Uzumaki, A Espiral do Horror, é uma das minhas histórias preferidas. A maneira como Junji Ito transformou uma simples espiral no maior símbolo de horror de uma cidade, é genial. Desde as espirais nas pontas dos dedos, à língua, movimento dos mosquitos e da fumaça, a espiral se transforma no maior pesadelo grotesco do lugar. E foi esperando esse nível de leitura que comecei Fragmentos do Horror. E quando a expectativa está lá em cima, claro que há algumas frustrações. E talvez esse seja o Calcanhar de Aquiles dessa coletânea, pois as histórias não representam o melhor do autor, mas ainda mantém uma boa qualidade, estando acima da média de muita coisa que vemos por aí. Futon é a primeira história, abrindo a coletânea e apresentando vários pontos bastante característicos na obra de Junji Ito. Nela, uma mulher precisa lidar com o pânico do namorado, que aos poucos deixa de sair da cama (do futon) com medo dos espíritos que só ele vê. Aos fãs do terror japonês, essa é uma cena bastante típica no imaginário popular, como nos filmes Ju-On ou Água Negra, com os espíritos espreitando das paredes. E em Futon também vemos um relacionamento problemático, casa mal assombrada, espíritos femininos sexys e diabólicos, entre outros pontos que vão surgir em toda a coletânea.

Em seguida temos Monstro de Madeira, que apela para o lado grotesco e bizarro que só o autor sabe fazer. Uma casa histórica no Japão recebe a visita de uma mulher que, rapidamente, se apaixona pelo lugar. Literalmente: ela começa a desenvolver uma espécie de relação sexual com o ambiente, chocando o pai e a filha que moram no lugar. Algumas cenas merecem destaque por serem bem interessantes, como o momento em que tanto a casa quanto a mulher começam a virar uma coisa só. Por ser em preto e branco, as vezes é difícil transmitir algumas texturas e cores, mas aqui o autor conseguiu emular bem o efeito de madeira. Já em Gola Rulê, há outra pegada interessantíssima: um homem é amaldiçoado (também por uma sexy e diabólica figura) e tem sua cabeça cortada, forçando-o a segurá-la pelo resto da vida, se não ela irá cair a qualquer momento. Além dessa imagem, que por si só já garante a história, a namorada do cara merece destaque por ser uma das poucas protagonistas que, de fato, se movimentam pra fazer alguma coisa. Num determinado momento de pavor, ela parte pra cima da “vilã”! Uma história perturbadora e caricata.

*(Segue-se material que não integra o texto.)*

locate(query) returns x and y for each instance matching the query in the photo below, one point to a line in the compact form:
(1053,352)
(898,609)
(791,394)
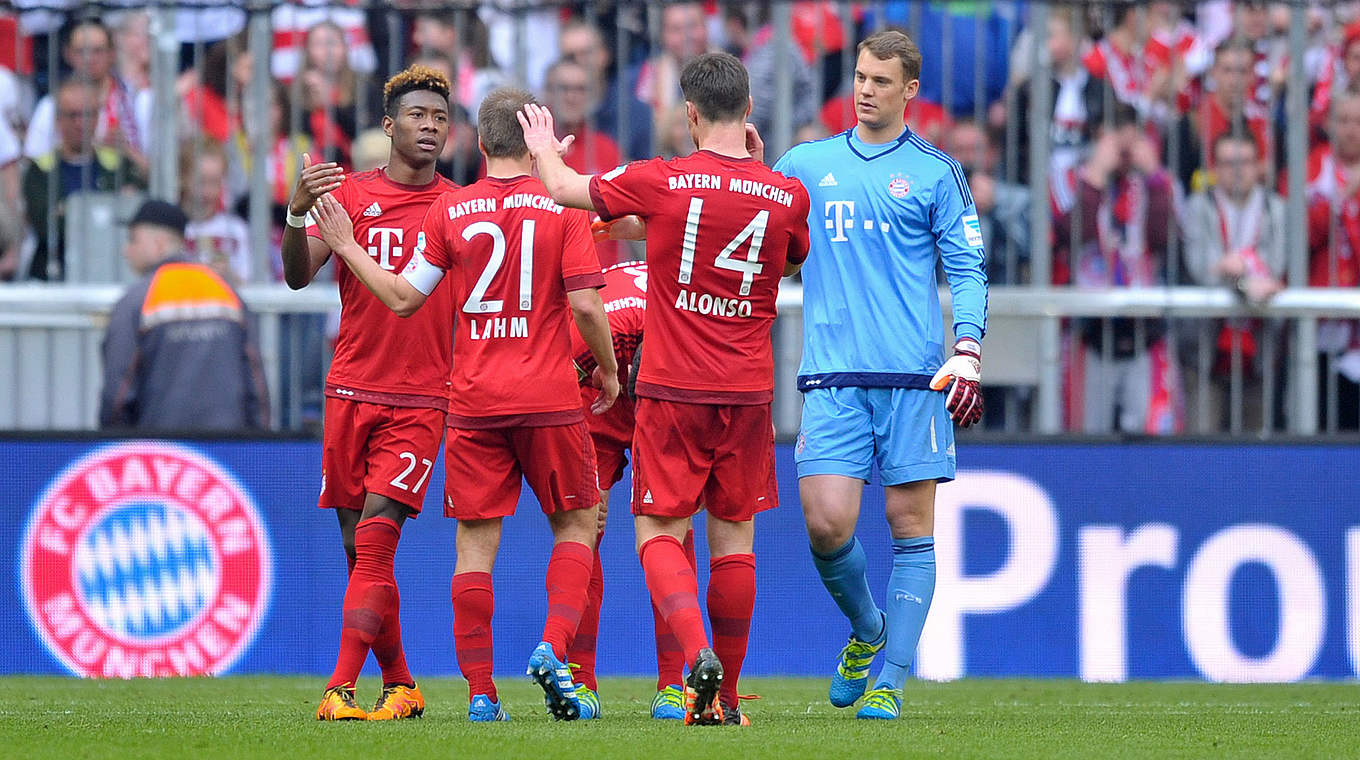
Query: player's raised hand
(630,227)
(314,181)
(333,222)
(608,385)
(539,135)
(755,146)
(962,375)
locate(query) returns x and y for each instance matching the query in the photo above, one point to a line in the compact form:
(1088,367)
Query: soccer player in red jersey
(384,413)
(721,230)
(626,291)
(518,265)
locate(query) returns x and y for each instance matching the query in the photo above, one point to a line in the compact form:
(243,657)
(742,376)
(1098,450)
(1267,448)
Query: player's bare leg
(910,511)
(675,590)
(348,520)
(732,598)
(831,510)
(370,607)
(581,653)
(400,696)
(473,601)
(567,582)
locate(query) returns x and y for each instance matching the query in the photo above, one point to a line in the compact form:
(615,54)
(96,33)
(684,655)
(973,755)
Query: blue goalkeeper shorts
(845,431)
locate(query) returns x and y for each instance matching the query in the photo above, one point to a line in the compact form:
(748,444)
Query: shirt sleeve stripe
(954,166)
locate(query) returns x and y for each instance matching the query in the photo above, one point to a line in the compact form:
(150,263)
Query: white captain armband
(419,272)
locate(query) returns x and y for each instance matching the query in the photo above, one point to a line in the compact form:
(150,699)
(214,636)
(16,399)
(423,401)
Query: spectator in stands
(284,162)
(339,102)
(1334,256)
(74,165)
(522,40)
(1003,207)
(582,42)
(293,25)
(684,34)
(673,137)
(132,45)
(1118,59)
(760,60)
(1077,101)
(1338,75)
(461,40)
(569,94)
(215,235)
(204,90)
(178,354)
(123,117)
(1223,106)
(1122,377)
(1234,235)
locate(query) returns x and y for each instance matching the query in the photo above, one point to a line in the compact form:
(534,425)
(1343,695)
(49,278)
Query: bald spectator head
(582,42)
(569,93)
(1345,128)
(76,110)
(1231,72)
(684,31)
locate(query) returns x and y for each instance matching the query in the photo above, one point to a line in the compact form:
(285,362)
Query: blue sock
(910,589)
(842,574)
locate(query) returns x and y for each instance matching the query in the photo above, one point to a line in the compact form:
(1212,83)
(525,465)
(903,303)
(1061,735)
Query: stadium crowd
(1167,151)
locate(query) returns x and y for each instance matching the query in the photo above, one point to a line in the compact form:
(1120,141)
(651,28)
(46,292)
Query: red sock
(675,592)
(732,597)
(369,596)
(388,649)
(567,582)
(669,657)
(582,650)
(472,607)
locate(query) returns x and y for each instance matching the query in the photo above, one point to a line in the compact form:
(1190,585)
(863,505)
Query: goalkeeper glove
(962,375)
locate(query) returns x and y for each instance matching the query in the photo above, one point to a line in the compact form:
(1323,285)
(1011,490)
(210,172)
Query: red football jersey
(512,254)
(386,222)
(626,303)
(720,231)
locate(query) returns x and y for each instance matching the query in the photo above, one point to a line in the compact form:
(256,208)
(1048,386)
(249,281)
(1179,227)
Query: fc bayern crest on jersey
(899,186)
(144,559)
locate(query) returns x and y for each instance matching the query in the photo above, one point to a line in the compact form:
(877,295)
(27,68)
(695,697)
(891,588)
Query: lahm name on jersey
(735,185)
(711,305)
(490,205)
(498,326)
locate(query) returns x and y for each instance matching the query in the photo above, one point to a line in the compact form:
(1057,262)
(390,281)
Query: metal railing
(51,365)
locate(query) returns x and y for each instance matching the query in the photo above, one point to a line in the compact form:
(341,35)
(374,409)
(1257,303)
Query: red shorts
(691,456)
(377,449)
(612,435)
(483,469)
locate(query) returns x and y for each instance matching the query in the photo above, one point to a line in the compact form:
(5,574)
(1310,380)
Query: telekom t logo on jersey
(839,218)
(388,245)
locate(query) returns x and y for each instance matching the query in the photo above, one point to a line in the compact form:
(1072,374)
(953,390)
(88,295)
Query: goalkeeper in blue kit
(876,386)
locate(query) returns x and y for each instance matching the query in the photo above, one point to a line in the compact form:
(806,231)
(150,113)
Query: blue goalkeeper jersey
(871,310)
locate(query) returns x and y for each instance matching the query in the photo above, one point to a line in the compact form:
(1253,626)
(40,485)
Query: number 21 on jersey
(478,302)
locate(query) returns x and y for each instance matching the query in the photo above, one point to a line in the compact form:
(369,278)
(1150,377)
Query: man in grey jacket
(1234,235)
(178,354)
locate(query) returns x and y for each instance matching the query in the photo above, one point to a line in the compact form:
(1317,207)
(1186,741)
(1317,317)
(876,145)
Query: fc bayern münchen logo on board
(144,559)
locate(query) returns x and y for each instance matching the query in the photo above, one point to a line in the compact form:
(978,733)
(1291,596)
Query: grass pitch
(272,717)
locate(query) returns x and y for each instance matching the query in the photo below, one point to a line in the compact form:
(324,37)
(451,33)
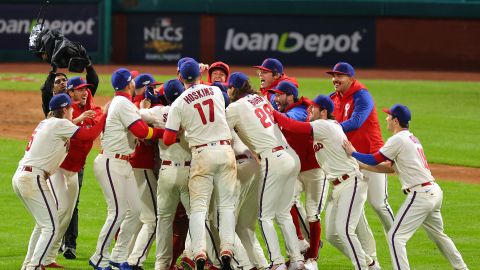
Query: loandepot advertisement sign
(296,40)
(77,21)
(162,39)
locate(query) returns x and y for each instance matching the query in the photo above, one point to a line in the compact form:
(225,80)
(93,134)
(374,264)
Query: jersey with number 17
(200,111)
(251,116)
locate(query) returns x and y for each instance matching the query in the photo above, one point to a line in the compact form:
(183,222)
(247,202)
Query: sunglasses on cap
(58,81)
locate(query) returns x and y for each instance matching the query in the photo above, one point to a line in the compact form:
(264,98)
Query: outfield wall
(422,34)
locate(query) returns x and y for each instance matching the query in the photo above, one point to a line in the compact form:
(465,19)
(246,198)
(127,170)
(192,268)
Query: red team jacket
(144,155)
(301,144)
(78,151)
(367,138)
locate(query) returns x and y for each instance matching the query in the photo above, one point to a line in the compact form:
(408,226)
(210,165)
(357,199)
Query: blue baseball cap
(285,87)
(342,68)
(121,78)
(59,101)
(401,112)
(237,80)
(183,60)
(173,89)
(143,80)
(220,85)
(272,65)
(321,101)
(76,83)
(190,70)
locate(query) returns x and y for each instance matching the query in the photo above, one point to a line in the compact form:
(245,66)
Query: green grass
(444,114)
(459,211)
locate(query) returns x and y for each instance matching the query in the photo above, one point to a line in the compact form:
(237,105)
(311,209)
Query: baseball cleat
(303,245)
(311,264)
(121,266)
(374,266)
(298,265)
(54,265)
(278,267)
(98,267)
(226,259)
(200,261)
(70,253)
(187,263)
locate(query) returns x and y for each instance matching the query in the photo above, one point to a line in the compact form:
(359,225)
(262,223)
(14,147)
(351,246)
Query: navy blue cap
(59,101)
(342,68)
(272,65)
(190,70)
(220,85)
(237,80)
(183,60)
(401,112)
(76,83)
(173,89)
(285,87)
(322,101)
(121,78)
(143,80)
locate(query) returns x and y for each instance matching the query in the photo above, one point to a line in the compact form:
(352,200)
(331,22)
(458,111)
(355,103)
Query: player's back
(251,116)
(328,139)
(410,161)
(49,143)
(200,111)
(157,116)
(116,137)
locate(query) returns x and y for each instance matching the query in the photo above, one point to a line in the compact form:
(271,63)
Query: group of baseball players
(196,166)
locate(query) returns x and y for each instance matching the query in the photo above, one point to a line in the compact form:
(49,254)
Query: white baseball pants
(279,173)
(342,215)
(172,189)
(33,191)
(147,188)
(213,175)
(421,207)
(119,187)
(64,186)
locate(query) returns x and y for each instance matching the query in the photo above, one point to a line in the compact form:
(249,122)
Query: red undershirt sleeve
(90,134)
(169,137)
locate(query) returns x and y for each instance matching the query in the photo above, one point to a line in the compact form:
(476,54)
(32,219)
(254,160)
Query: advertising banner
(308,41)
(77,22)
(162,38)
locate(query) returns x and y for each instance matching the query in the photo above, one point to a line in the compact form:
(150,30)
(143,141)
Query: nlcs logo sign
(314,43)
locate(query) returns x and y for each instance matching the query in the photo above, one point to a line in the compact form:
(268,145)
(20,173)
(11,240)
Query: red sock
(180,230)
(315,234)
(298,230)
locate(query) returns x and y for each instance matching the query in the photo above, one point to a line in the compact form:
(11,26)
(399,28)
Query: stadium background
(422,53)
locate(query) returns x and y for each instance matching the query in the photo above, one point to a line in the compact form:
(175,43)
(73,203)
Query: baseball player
(56,83)
(250,115)
(65,181)
(218,72)
(349,189)
(311,176)
(403,153)
(173,176)
(271,74)
(45,151)
(200,111)
(115,174)
(356,113)
(143,164)
(248,175)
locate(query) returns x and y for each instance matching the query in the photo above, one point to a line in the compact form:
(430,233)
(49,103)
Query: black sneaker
(70,253)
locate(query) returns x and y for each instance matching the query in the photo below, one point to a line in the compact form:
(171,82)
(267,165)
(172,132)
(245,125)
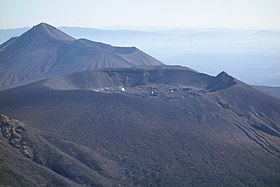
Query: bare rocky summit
(45,51)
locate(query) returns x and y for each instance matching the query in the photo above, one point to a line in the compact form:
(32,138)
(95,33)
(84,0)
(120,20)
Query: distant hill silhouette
(98,115)
(45,51)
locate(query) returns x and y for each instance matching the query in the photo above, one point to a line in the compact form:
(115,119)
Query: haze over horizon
(238,14)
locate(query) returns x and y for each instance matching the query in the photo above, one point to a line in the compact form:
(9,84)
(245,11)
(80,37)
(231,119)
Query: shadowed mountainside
(272,91)
(162,126)
(45,51)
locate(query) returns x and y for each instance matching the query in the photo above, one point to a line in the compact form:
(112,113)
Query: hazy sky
(246,14)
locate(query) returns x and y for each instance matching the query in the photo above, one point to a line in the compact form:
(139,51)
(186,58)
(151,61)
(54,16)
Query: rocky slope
(45,51)
(167,126)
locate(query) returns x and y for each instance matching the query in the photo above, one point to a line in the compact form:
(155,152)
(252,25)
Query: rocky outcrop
(13,132)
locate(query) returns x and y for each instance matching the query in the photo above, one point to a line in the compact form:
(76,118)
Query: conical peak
(44,30)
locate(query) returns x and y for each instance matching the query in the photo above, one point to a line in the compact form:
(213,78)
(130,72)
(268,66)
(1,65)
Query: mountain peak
(44,30)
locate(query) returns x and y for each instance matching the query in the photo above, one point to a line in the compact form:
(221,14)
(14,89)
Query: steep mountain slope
(45,51)
(272,91)
(167,126)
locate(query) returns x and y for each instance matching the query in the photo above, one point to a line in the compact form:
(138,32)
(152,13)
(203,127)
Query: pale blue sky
(238,14)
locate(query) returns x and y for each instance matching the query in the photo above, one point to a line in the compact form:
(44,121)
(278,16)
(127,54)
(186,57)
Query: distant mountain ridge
(45,51)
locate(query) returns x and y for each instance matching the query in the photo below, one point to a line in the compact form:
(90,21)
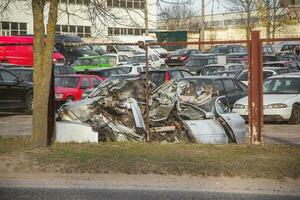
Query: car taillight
(182,58)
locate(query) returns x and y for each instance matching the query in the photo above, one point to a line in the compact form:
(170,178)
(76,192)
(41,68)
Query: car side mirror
(83,87)
(19,80)
(209,115)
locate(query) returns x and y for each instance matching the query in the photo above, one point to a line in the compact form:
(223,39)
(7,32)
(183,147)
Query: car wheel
(29,104)
(295,117)
(69,99)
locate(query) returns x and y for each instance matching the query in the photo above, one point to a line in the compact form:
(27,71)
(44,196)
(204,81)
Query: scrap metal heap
(117,111)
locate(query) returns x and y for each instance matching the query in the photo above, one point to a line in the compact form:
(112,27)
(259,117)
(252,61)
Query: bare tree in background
(44,39)
(274,16)
(246,9)
(178,15)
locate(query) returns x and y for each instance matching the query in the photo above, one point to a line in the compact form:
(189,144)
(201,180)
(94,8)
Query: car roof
(76,75)
(207,77)
(20,68)
(277,62)
(88,57)
(288,75)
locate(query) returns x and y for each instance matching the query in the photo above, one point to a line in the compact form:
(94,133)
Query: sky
(219,6)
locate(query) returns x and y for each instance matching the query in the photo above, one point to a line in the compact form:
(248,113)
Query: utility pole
(146,17)
(202,32)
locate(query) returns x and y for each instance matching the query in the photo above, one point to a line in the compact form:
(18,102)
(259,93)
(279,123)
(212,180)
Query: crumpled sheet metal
(117,113)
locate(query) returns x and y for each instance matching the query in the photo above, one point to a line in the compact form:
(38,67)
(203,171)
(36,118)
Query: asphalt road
(82,194)
(20,125)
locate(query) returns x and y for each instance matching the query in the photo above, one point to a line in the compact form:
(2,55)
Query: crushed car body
(178,112)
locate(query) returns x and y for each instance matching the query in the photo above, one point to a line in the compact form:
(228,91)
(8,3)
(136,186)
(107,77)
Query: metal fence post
(147,95)
(255,100)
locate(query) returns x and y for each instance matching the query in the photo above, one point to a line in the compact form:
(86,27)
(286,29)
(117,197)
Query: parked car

Suave Adeus é um horror psicológico, bem mais tranquilo e apresentando a ideia de resíduos de imagem e energia que, mesmo quando morremos, uma parte de nós é mantida nesse plano, um “resíduo”. Segue a linha O Sexto Sentido de ser, com a protagonista lidando com pessoas que não sabemos se estão vivas ou não. Apesar de não ser um exemplo ideal do horror voltado pro bizarro que o autor produz, foi uma das minhas preferidas. Já Dissecação-Chan retoma esse lado tragicômico, com uma mulher viciada em dissecação, alimentando o sonho de ser aberta num centro cirúrgico. Apesar da temática beirar o absurdo, sempre um prato cheio pra Junji Ito, não chegou a me impressionar tanto. Ótimos desenhos, porém a feição debochada da protagonista arranca mais risos que pavor.

Como comentei, num determinado momento, o leitor já fica mais familiarizado com a estrutura que Junji Ito utiliza em suas histórias, que vão além da casa mal assombrada, relacionamentos quebrados, espíritos femininos e almas derretendo, mas há algo também nas personagens, com a maioria andando numa frequência só. Uma característica que é até bastante comum nos mangás, com as personagens não sendo tão explosivas em questão dos sentimentos, sendo mais frias e reservadas. Um ponto que me incomodou em algumas dessas histórias, pela falta de uma protagonista forte e independente, em vários momentos me peguei falando “faça alguma coisa, fulana!

Em Pássaro Negro há outra ideia muito legal que aproveita pra nos mostrar muito do folclore japonês, ao colocar a figura de uma harpia que “cuida” de um homem ferido, dando-lhe de comer, mastigando carne e regurgitando em sua boca. Claro que essa harpia, em sua forma humana, utiliza salto alto e tudo mais. Magami Nanakuse é o penúltimo conto e talvez o que mais sintetiza toda essa coletânea, além de trazer a melhor protagonista: uma fã incondicional da escritora do momento, que escreve romances sobre tiques nervosos. Ao ser convidada pela própria a conhecer sua casa, essa fã não fazia ideia do “processo criativo” de sua diva, que envolve tortura e confinamento. Talvez, pelo fato de morar aqui pelo Ocidente, foi a história que mais despertou empatia em mim, por estar num formato mais “filme de terror americano”, por assim dizer. Quer dizer, tem roteiro mais americano que uma jovem presa numa floresta ou casa, com algum anfitrião louco e cheio das torturas? Não foi a minha preferida, mas foi a que trouxe uma protagonista mais perto da realidade, de querer se vingar e fugir, mais forte. Essa reviravolta é algo que senti falta em algumas das histórias. E quando digo que ela sintetiza o trabalho do Ito, é por envolver os tiques, algo que está presente em praticamente todos os contos: segurar a cabeça prestes a cair; o desejo por ser dissecada; o tesão pela madeira; entre outros, todos tão estranhos quanto.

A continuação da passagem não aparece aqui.